Two sports betting operators agreed Wednesday to pay a combined $750K to the Ohio Casino Control Commission (OCCC) after admitting to rules violations related to promoting their online sportsbooks.
The fines levied against DraftKings and Penn Sports Interactive were approved during the OCCC’s monthly meeting in Columbus.
The two operators were among four cited by the commission in December and early January, with DraftKings, cited for violations twice in that span. In addition to the monetary fines, the companies agreed to take other remedial measures to prevent their issues from reoccurring.
Penn Sports Interactive, which operates as Barstool Sportsbook, was cited in December after Barstool Sports promoted the sports betting app during a college football show held in November at the University of Toledo.
Penn owns a minority stake in the sports media company and is in the process of making it a wholly-owned subsidiary. Ohio sports betting regulations bar sportsbooks from promotions on college campuses.
Chris Soriano, chief compliance officer for Penn Entertainment, told the commissioners that the company, which also operates two casinos and two video lottery racinos in the state, prides itself on playing by the rules.
“In this matter, we fell short of the mark,” he said. “We accept responsibility for that by reading the advertisement during the Barstool College Football Show.”
Barstool agreed to pay a $250K fine and take other actions.DraftKings Takes Actions After Violations
In late December, DraftKings was cited for directly mailing sportsbook promotional pieces to more than 2,500 Ohioans under the age of 21, the minimum legal betting age in the state. The mailers included a QR code, which, if scanned, allowed individuals to download the company’s sports betting app. The mailers also promoted $200 in free bet credits.
The commission sought a $350K fine for that violation.
Days later, shortly after sports betting began in the state, the OCCC cited DraftKings, Caesars Entertainment, and BetMGM for violating responsible gaming standards in their advertising materials. DraftKings, specifically, was cited for ads that did not include conspicuous statements promoting responsible gaming practices. In addition, commission staff found ads that violated standards regarding free bet credits.
In the ads, DraftKings offered $200 in free bet credits if a customer first wagered at least $5. Under Ohio rules, sports betting operators can only promote something as free if the customer doesn’t need to put up their own money first to receive it.

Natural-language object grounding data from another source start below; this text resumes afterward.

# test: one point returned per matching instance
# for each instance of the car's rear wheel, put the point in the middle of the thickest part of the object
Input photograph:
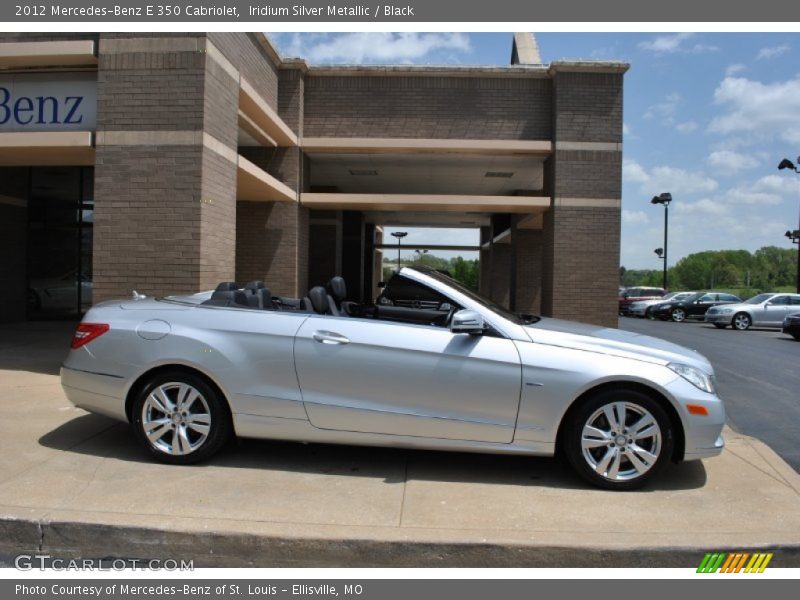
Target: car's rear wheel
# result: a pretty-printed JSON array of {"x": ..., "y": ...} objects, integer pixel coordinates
[
  {"x": 618, "y": 439},
  {"x": 741, "y": 321},
  {"x": 180, "y": 419}
]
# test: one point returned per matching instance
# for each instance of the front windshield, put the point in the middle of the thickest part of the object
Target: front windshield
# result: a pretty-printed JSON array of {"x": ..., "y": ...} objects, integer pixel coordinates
[
  {"x": 759, "y": 299},
  {"x": 495, "y": 308}
]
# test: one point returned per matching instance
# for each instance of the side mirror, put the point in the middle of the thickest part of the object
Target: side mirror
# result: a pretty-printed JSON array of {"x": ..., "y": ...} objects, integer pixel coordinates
[{"x": 467, "y": 321}]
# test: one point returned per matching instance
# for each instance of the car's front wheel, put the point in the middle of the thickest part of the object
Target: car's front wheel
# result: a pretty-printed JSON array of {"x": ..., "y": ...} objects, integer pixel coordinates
[
  {"x": 741, "y": 321},
  {"x": 618, "y": 439},
  {"x": 180, "y": 419}
]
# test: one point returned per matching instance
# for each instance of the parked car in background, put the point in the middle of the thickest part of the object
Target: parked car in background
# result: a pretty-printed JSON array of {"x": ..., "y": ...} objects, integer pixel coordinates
[
  {"x": 791, "y": 325},
  {"x": 643, "y": 308},
  {"x": 764, "y": 310},
  {"x": 693, "y": 306},
  {"x": 637, "y": 294}
]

The OCCC recommended a $150K fine for that violation.
Jacob List, DraftKings director of regulatory operations, told the commission that underage customers received the promotional mailer after the company used its customer database for daily fantasy sports players in Ohio. That database, though, wasn’t filtered to exclude those under 21 years of age. The database has since been updated, List said.
On the other count, List said DraftKings has now created a new team within its marketing department that will review advertisements to ensure they meet state regulations. DraftKings has also updated its training documents.
The commission approved the agreement, which calls for the Boston-based company to pay $500K in fines.Caesars Settled Last Month
Caesars agreed to pay its $150K fine, and the OCCC approved that agreement at last month’s meeting. That leaves BetMGM as the only operator yet to resolve its citation with the state.
Companies that don’t reach agreements can appeal their citations within 30 days of the notice of violation.